In the given graph, it is known that more than $$ \frac{2}{5}n = \left \lfloor \frac{2}{5}\times (5k+2)\right \rfloor = 2k $$ vertices in set $Y$ are connected to any $2$ vertices in set $X$.
How can we show that there are $2$ vertices in $X$ with
$$ \left\lfloor \frac{2}{5}n \right\rfloor +2 = 2k+2 $$ common neighbours in $Y$ and any $2$ of the remaining $4$ vertices in $X$ have exactly $$ \left \lfloor \frac{2}{5}n\right\rfloor + 1 = 2k+1 $$
common neighbours in $Y$?
This is a lovely question which appears complicated but has a very simple answer.

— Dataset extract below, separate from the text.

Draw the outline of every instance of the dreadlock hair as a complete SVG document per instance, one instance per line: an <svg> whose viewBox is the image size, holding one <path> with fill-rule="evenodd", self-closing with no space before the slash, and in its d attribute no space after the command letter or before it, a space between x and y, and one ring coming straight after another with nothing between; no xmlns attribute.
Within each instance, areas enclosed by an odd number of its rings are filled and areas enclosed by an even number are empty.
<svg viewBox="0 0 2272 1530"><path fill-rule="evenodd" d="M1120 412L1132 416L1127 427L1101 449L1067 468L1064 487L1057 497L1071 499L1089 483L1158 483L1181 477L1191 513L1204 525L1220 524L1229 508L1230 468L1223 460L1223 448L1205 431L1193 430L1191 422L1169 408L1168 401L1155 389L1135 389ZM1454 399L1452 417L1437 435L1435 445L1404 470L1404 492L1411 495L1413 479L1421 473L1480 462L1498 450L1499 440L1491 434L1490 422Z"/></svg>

Set Y has $5k+2$ vertices. One has degree $\begin{pmatrix}5\\2\\\end{pmatrix}=10$ and all the others have degree $\begin{pmatrix}4\\2\\\end{pmatrix}=6$. The number of edges in our new graph is therefore $$10+6(5k+1)=30k+16.$$
Set X' has $\begin{pmatrix}6\\2\\\end{pmatrix}=15$ vertices and each one has degree at least $2k+1$. (Since every pair of vertices of X has at least $2k+1$ neighbours in common.)
To add up to $30k+16$ edges only one of the vertices of X' can have degree more than $2k+1$ and that vertex must have degree precisely $2k+2.$
The result is proved.
N.B. The number of edges on your diagram should be $4n+1$.